Mars Petcare — the animal-focused subsidiary of the multinational candy maker behind Snickers and M&M’s — has announced plans to create the largest and most comprehensive biobank in the world for pets.
The biobank will recruit 20,000 pets — split evenly between cats and dogs — over the next decade, collecting samples from those pets to create a long-term study aimed at parsing the differences in aging pets that stay healthy versus those who develop disease.
“The overall aim is to improve pet care of the future and health outcomes, and to improve the health span and quality of life of our pets,” Kay O’Donnell, vice president Mars Petcare’s Waltham Petcare Science Institute, told Axios.
The biobank is kicking things off with dogs, currently recruiting healthy pups between 6 months and 10 years old that are clients of two of the company’s vet chains, VCA Animal Hospitals and Banford Pet Hospital.
Cat recruitment is scheduled to begin later this year.
Biobanking: Biobanks are large repositories that store biological samples, such as blood and DNA, often combining them with demographic data and medical histories to discover patterns in the data.
These provide massive amounts of data that researchers can analyze and sift through.
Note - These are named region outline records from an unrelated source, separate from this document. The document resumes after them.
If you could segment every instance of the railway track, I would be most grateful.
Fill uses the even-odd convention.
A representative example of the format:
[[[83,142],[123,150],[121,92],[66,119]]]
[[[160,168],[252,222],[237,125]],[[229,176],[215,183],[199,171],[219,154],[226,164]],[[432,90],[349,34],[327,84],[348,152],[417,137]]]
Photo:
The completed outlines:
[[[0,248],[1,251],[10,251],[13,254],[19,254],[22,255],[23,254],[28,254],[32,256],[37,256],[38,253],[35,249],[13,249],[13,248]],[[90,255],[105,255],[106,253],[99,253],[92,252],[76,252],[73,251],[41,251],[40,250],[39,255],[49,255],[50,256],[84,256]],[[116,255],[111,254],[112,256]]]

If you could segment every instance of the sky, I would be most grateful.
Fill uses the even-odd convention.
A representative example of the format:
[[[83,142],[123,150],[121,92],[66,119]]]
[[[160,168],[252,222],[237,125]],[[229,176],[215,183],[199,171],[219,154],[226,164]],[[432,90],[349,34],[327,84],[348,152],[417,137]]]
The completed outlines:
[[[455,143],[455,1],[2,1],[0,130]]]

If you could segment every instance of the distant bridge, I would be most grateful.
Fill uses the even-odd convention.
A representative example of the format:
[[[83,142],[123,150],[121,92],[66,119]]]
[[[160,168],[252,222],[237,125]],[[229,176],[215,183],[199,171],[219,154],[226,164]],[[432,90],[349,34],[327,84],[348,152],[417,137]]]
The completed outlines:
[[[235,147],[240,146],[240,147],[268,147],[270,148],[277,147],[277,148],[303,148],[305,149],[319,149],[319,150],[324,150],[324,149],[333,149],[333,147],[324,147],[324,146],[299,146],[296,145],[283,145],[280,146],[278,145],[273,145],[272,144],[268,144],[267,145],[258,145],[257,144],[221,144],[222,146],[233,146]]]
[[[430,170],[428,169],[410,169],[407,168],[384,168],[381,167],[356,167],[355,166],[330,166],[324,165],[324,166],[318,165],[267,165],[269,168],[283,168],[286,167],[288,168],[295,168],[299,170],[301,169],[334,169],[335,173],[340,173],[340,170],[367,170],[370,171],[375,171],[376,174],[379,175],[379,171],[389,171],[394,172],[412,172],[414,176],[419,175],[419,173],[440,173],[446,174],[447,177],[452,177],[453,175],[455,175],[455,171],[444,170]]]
Over 500,000 people have volunteered for the huge UK BioBank, which has generated a ton of interesting research on everything from cancer to chronic pain.
Although it aims to be the most comprehensive, Mars’ pet biobank will not be the only one. The Cornell Veterinary Biobank, which got its accreditation in 2019, collects samples from healthy and sick animals alike to study pet diseases and aging.
In addition to studying and treating pet diseases per se, some of the research may end up helping human health as well. Research groups working on canine cancer and fungal vaccines hope success in dogs will be adopted by humans, too.
Pet diseases and aging: Biobank pets will have blood and fecal samples taken annually for ten years, Axios reported, and will receive free vet care, activity tracking, and genetic testing.
The biobank will be the first to take a general population of pets — purebreds, mutts, and moggies.
Biobank samples will be used to create a long-term study aimed at parsing the differences in aging pets that stay healthy versus those who develop disease.
Inevitably, some will develop disease as they age, while others will stay healthy; with the data available in the biobank, the hope is to spot “early recognition of changes, and therefore the ability to intervene early and improve outcomes,” Axios quotes O’Donnell.
As Axios points out, other pet biobank efforts are already beginning to show research benefits. O’Donnells Waltham Petcare Institute can detect chronic kidney diseases in cats two years earlier thanks to a new AI-created test, while Cornell and the Dog Aging Project have already published four papers, including one in Nature.
In the long run, the biobank may benefit not only our friends, but ourselves.
“We aim for this biobank to drive breakthroughs in scientific knowledge for the future of pet health,” Mars Petcare president Poul Weihrauch said in a statement.